More subtly, the assistant assumes that the model will generate correctly — that the forward pass through the quantized MoE layers will produce valid probability distributions, that the sampling logic will select reasonable tokens, and that the decode phase will not trigger any device-side errors. This assumption, as the subsequent messages reveal, is tragically incorrect.

What This Message Actually Discovers

The result of this curl command is not shown in message 160 itself — the assistant must wait for the tool call to complete. But message 161 opens with "Hmm, empty output," and message 162 reveals the truth: the server has crashed. The health endpoint returns "Connection refused," and the log inspection shows a device-side assert triggered error caused by NaN/Inf values in the probability tensor during decode.

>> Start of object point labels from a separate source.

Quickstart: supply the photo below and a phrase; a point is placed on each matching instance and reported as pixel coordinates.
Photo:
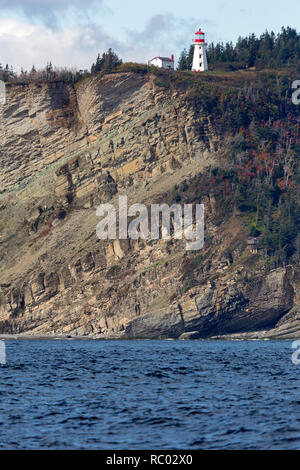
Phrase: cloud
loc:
(50, 10)
(23, 44)
(168, 32)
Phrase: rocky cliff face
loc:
(64, 150)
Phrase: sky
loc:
(72, 32)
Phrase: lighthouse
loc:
(200, 57)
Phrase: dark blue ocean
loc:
(149, 395)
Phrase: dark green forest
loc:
(270, 50)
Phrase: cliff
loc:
(64, 150)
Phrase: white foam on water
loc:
(2, 352)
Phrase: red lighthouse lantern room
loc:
(200, 36)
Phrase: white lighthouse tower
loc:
(200, 57)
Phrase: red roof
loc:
(164, 59)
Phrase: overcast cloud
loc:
(48, 11)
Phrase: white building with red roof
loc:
(163, 62)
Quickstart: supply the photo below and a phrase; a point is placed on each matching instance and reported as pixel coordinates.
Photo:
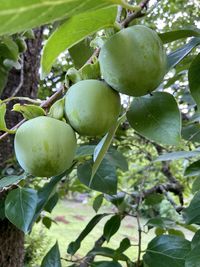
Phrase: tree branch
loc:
(44, 104)
(137, 14)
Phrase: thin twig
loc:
(21, 78)
(136, 14)
(44, 104)
(95, 54)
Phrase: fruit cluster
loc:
(132, 62)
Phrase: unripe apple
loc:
(133, 61)
(45, 146)
(91, 107)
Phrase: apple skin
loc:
(133, 61)
(45, 146)
(91, 107)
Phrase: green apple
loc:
(92, 107)
(45, 146)
(133, 61)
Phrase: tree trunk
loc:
(12, 239)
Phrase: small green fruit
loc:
(133, 61)
(91, 107)
(44, 146)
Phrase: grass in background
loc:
(72, 217)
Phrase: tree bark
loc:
(12, 239)
(31, 61)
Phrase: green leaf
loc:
(103, 146)
(193, 258)
(3, 78)
(117, 159)
(108, 252)
(111, 227)
(47, 222)
(176, 232)
(191, 214)
(74, 246)
(98, 202)
(165, 251)
(105, 179)
(52, 258)
(20, 207)
(196, 239)
(29, 111)
(124, 245)
(24, 13)
(160, 222)
(10, 180)
(196, 185)
(84, 151)
(175, 57)
(2, 209)
(2, 119)
(73, 31)
(156, 117)
(193, 169)
(117, 199)
(81, 52)
(194, 79)
(52, 202)
(106, 264)
(153, 199)
(178, 155)
(185, 32)
(45, 193)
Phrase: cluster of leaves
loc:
(156, 119)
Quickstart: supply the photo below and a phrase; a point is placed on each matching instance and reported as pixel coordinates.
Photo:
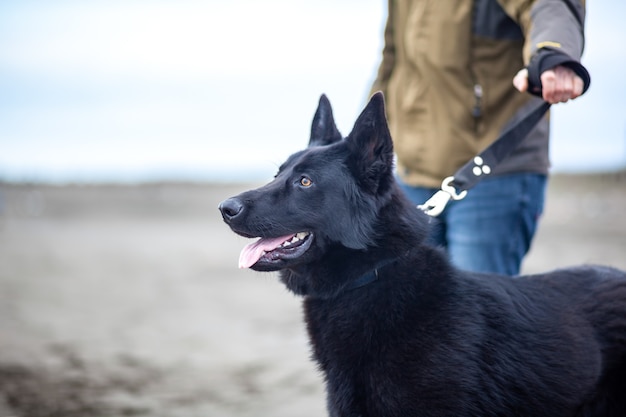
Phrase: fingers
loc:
(560, 84)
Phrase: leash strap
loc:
(455, 187)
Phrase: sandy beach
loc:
(126, 300)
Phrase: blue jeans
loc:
(491, 229)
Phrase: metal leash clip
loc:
(437, 203)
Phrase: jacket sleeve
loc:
(389, 55)
(554, 35)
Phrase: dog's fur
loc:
(398, 331)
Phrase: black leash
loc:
(456, 186)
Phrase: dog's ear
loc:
(371, 148)
(323, 129)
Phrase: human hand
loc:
(558, 84)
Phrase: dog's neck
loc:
(368, 277)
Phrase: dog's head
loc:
(328, 194)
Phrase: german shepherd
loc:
(395, 329)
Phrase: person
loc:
(452, 73)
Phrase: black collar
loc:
(369, 276)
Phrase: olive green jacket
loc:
(447, 71)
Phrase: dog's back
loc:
(396, 330)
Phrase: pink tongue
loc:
(252, 252)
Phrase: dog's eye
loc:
(306, 182)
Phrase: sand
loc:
(127, 300)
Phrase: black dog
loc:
(398, 331)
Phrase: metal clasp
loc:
(437, 203)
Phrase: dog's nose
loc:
(230, 208)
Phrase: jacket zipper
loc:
(477, 110)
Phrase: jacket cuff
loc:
(547, 58)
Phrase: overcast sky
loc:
(138, 89)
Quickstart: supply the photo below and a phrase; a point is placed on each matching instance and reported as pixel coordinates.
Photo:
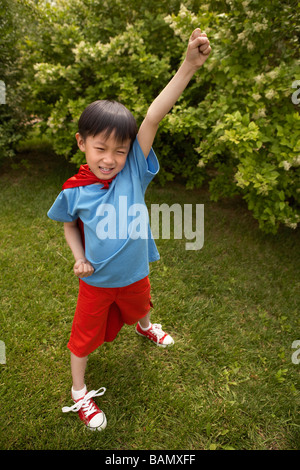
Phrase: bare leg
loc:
(78, 366)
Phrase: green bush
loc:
(235, 126)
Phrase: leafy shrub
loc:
(235, 126)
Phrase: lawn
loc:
(229, 381)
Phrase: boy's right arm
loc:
(82, 267)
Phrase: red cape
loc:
(84, 177)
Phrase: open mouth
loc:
(105, 170)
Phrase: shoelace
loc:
(87, 406)
(156, 328)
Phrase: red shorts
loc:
(101, 312)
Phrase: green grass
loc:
(232, 307)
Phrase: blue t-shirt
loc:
(117, 235)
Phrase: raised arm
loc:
(197, 52)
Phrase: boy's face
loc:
(105, 156)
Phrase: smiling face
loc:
(105, 156)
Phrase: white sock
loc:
(145, 329)
(77, 394)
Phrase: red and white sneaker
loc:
(88, 411)
(155, 334)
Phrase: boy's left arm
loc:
(197, 52)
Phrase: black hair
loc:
(107, 116)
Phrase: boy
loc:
(111, 256)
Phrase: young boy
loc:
(97, 205)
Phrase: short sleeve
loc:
(64, 207)
(146, 168)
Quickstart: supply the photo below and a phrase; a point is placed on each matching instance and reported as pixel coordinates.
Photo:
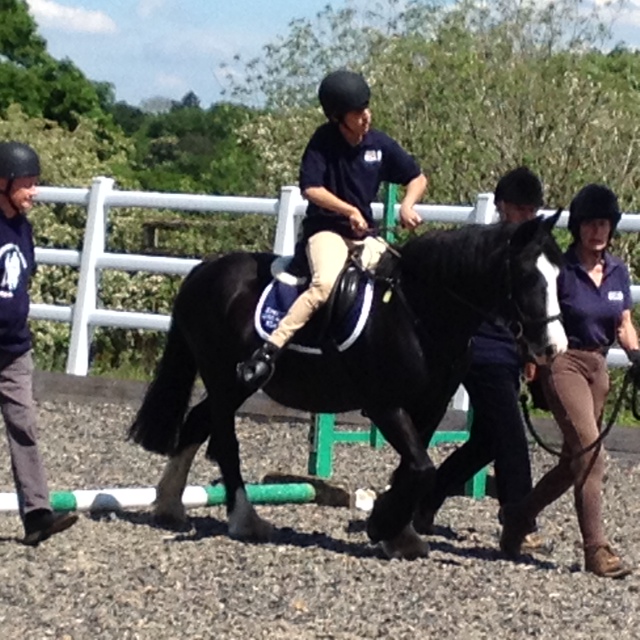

The model loads successfully, captures CUDA graphs, and starts serving — but the very first generation attempt produces numerical garbage that crashes the entire process.

This is a particularly insidious class of failure. The server starts, reports healthy, and accepts requests. Only when a request triggers the actual generation pipeline does the crash occur. A naive monitoring system checking only the health endpoint would report the server as operational. The crash is silent from the client's perspective — the curl command simply hangs until the timeout, returning nothing.

The Broader Debugging Context

Message 160 sits at a critical juncture in the debugging arc. Prior to this message, the assistant had been focused on getting the server to start — resolving OOM errors, tuning memory fractions, and waiting for model downloads. Message 160 represents the transition from "can the server start?" to "can the server actually generate text?" The answer, it turns out, is no — and the debugging that follows (spanning dozens of subsequent messages) becomes a deep investigation into attention backend compatibility, DeepGemm scale format mismatches, and RoPE parameter issues.

The assistant's next actions reveal the thinking process: checking the server health, inspecting logs, and discovering the NaN crash. The debugging trajectory that follows — switching attention backends between flashinfer, triton, and flashmla_sparse; forcing different FP8 GEMM backends; disabling CUDA graphs; consulting a local research repository (FINDINGS.md) that documents the same DeepGemm scale format issue on Blackwell — all of this is set in motion by the silent failure that message 160 uncovers.

Input Knowledge and Output Knowledge

To understand this message fully, one needs knowledge of the OpenAI chat completions API format, the SGLang serving framework, basic curl usage, and the concept of tensor parallelism for distributed model inference. One also needs awareness that deploying quantized models on new GPU architectures (Blackwell SM120) involves significant risk of numerical incompatibilities — a fact that the assistant's subsequent debugging confirms.

The output knowledge created by this message is profoundly negative but valuable: it establishes that the GLM-5-NVFP4 model, despite loading successfully and passing all initialization checks, crashes during the very first generation step when served with the current configuration. This negative result is itself a form of progress — it rules out a wide range of possible issues (network problems, download failures, OOM errors, configuration syntax) and narrows the search to the generation pipeline itself. The message also implicitly validates the earlier debugging work: the server does start, the model does load, the memory fraction is correctly tuned — the problem lies elsewhere.

Conclusion

Message 160 is a moment of apparent simplicity that masks deep complexity. A seven-line curl command, born from hours of infrastructure work, carrying the weight of unspoken assumptions about numerical stability, kernel compatibility, and hardware-software integration. Its empty response is not a failure of the command but a revelation of a deeper problem — one that will occupy the assistant for the remainder of the session. In the narrative of this deployment effort, message 160 is the hinge: the point at which the question shifts from "will it start?" to "why does it crash?"